Dal Virtuoso al Virtuale ed E-vangelizzazione
Le comunità non stanno più soltanto all’ombra del campanile, ma ampliano gli orizzonti navigando in rete.
11 Ottobre 2001, un mese dopo
Internet non ha confini e (sempre esagerando un po’) è un Villaggio Globale senza frontiere, dove chiunque può mettersi in contatto attivo con chiunque altro e ricercare e partecipare a qualsiasi argomento.
Tra non molto collegheremo alla rete il Telepersonal o Teleputer, un televisore con personal computer, fisso o portatile, che servirà anche per telefonare, mentre nelle fiere ci saranno i Mediabox con esposizione virtuale dei prodotti e servizi, in collegamento diretto audiovideo con l’azienda produttrice.
Un futuro digitale avvincente è davanti a noi, ma non tutto entusiasma, nemmeno tecnicamente e qualcuno ha pronunciato la battuta: se le automobili funzionassero come i PC, avremmo le strade lastricate di cadaveri.

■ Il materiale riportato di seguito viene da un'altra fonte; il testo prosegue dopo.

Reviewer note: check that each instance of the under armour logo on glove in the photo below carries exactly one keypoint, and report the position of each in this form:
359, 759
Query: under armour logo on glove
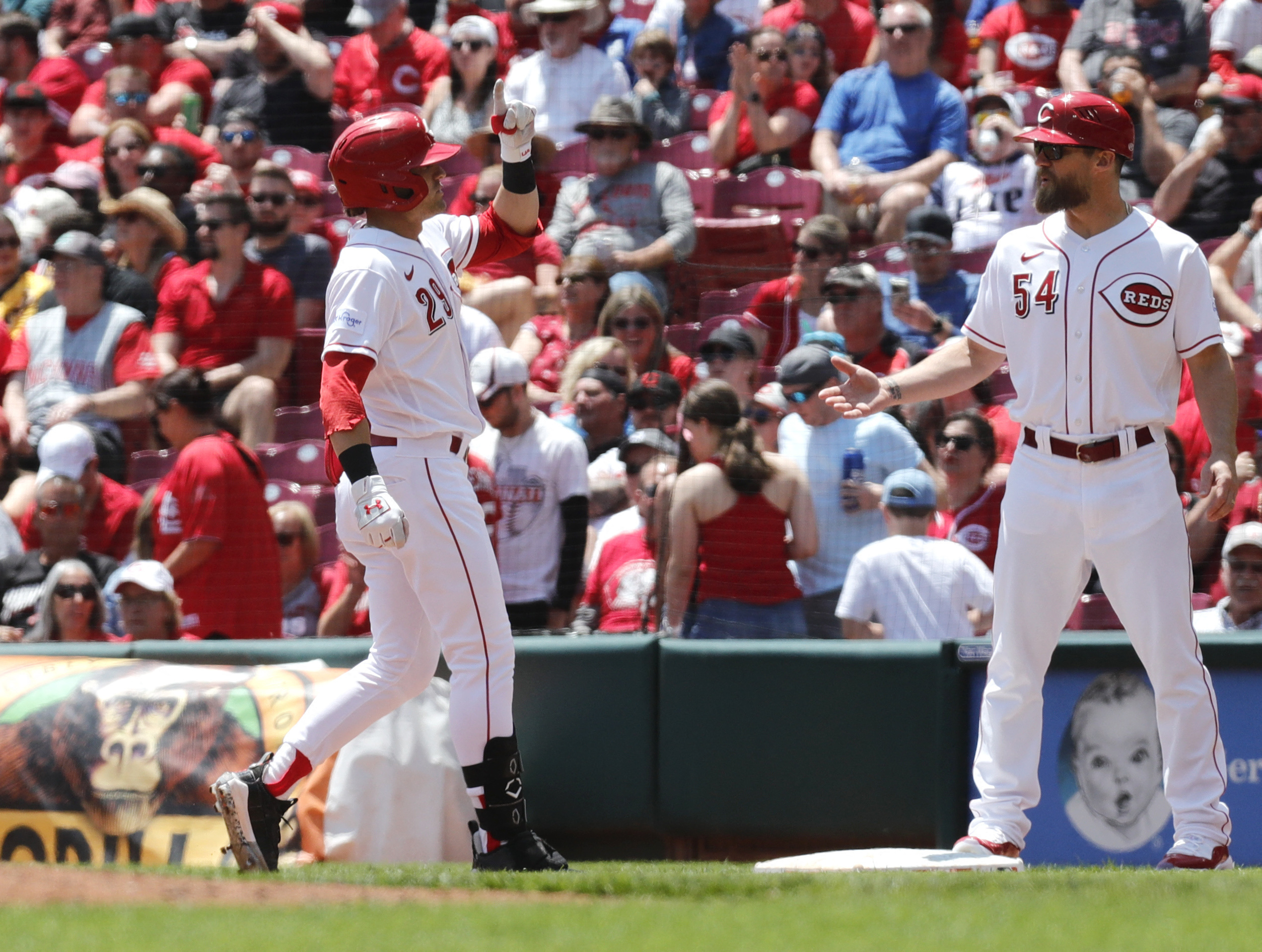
379, 516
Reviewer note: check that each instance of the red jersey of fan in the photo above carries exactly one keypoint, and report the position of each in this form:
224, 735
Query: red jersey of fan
191, 72
366, 76
110, 526
133, 356
1029, 46
202, 153
621, 583
742, 558
848, 31
42, 163
793, 95
217, 333
215, 492
975, 525
1191, 430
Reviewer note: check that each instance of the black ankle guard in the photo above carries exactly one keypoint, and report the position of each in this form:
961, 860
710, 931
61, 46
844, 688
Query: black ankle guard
500, 778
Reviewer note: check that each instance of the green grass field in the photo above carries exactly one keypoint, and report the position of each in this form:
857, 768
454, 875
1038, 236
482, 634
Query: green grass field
664, 906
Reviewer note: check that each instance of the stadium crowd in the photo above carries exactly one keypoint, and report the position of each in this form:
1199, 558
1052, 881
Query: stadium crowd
731, 192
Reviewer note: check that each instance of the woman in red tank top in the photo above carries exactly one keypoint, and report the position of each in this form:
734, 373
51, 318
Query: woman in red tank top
727, 528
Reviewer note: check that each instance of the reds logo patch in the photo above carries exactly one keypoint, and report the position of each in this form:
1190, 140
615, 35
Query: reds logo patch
1139, 299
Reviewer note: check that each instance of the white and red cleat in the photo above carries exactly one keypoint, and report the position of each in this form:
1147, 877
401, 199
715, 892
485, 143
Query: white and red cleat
974, 846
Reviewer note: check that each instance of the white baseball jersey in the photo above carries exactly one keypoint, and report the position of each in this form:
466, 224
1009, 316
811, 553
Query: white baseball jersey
398, 302
1095, 328
986, 202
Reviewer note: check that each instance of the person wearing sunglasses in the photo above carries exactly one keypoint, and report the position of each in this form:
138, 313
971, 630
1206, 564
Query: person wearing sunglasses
635, 216
306, 260
1241, 610
290, 81
231, 318
727, 528
461, 103
790, 307
632, 317
885, 134
765, 118
966, 454
59, 525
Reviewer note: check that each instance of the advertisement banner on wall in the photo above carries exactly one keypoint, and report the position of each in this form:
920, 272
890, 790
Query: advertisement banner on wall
110, 761
1101, 768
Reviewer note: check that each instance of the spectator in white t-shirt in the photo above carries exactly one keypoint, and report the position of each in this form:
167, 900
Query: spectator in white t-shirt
541, 478
911, 587
816, 438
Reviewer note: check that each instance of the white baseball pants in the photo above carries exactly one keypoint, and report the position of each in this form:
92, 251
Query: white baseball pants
439, 593
1123, 515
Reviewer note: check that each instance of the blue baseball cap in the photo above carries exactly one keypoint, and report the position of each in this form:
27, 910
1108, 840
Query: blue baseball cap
911, 489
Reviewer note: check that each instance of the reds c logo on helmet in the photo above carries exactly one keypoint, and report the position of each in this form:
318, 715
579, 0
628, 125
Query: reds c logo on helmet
1083, 119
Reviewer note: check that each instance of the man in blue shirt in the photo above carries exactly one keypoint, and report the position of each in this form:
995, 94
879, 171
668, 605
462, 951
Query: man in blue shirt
939, 297
886, 132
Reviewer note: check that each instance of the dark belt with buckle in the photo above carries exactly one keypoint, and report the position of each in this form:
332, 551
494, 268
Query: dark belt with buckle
1097, 452
394, 442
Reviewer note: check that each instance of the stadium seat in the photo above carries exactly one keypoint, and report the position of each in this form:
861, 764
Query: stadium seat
304, 369
1093, 613
296, 158
302, 462
734, 300
690, 150
150, 465
730, 253
299, 423
282, 491
703, 100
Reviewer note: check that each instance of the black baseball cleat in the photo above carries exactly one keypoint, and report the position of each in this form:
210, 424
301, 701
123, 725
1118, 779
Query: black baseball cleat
253, 817
524, 853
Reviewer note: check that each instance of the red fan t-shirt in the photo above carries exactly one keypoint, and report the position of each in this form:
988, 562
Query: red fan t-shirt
366, 76
215, 492
110, 526
793, 95
1029, 46
217, 333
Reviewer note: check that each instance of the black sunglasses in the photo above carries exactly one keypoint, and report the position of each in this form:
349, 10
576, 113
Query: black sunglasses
963, 443
618, 136
86, 591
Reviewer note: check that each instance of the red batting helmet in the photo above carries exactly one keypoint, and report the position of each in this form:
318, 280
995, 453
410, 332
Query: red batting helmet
374, 159
1083, 119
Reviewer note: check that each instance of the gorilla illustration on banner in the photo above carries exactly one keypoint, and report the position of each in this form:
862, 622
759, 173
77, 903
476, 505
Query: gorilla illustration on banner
110, 761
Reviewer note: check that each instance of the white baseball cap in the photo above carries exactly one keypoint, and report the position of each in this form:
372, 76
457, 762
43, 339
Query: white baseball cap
66, 451
494, 370
148, 574
1247, 534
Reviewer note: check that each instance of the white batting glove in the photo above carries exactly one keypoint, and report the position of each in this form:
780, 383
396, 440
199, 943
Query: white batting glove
515, 123
378, 515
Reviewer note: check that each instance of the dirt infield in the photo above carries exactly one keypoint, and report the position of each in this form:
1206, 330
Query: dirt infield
37, 884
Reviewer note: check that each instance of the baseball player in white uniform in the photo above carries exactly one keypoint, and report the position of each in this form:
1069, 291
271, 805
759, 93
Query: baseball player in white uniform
1095, 309
399, 412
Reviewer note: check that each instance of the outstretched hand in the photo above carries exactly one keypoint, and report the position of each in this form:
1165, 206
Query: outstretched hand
858, 395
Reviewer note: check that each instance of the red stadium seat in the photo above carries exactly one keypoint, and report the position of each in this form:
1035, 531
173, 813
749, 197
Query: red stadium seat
299, 423
301, 462
730, 253
150, 465
690, 150
735, 300
1093, 613
296, 158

Le Autostrade Informatiche (reti telematiche) ed i sistemi sono invece transitati dai bit (parte di file) sempre più veloci, ma anche in questo caso occorrono dei miglioramenti per renderli immuni a virus e bug informatici.
E’ una genialità sfuggente questa degli hackers (intrusori e generatori di virus), ma non meno di quella di coloro che in certi casi progettano sistemi superveloci per i quali poi occorrono tempi da lumaca per annullare una funzione indesiderata o per ripristinare l’ambiente inziale dopo l’installazione di un programma.
Anche la creatività alle volte è strana, dando luogo a improvvise apparizioni sullo schermo, fuochi d’artificio e piroette di parole che riescono a nascondere qualsiasi contenuto e perfino il banale recapito di chi te le propina.
Forse diamo troppa importanza alle apparenze, al denaro e al potere e allora sorge spontanea una domanda:
i bachi si annidano nei bit e nei byte o piuttosto nelle menti dell’uomo?
Allora è il caso, dopo tante invenzioni avveniristiche e il sacrificio di troppi morti, di utilizzare l’ingegno umano per favorire la convivenza ed il benessere in forma più equilibrata, su tutto il pianeta.
Torri Gemelle, forse è meglio non ricostruirle, potrebbe però sorgere al loro posto, con la partecipazione delle Nazioni Unite, una costruzione a forma di globo, ovvero una Grande Casa Mondiale (World Wide House?).
Naturalmente una casa telematica, collegata con tutta la popolazione terrestre, affinchè tutti possano dare e ricevere liberamente un contributo e allora senza dubbi potremo affermare: Internet fonte di vita e di lavoro!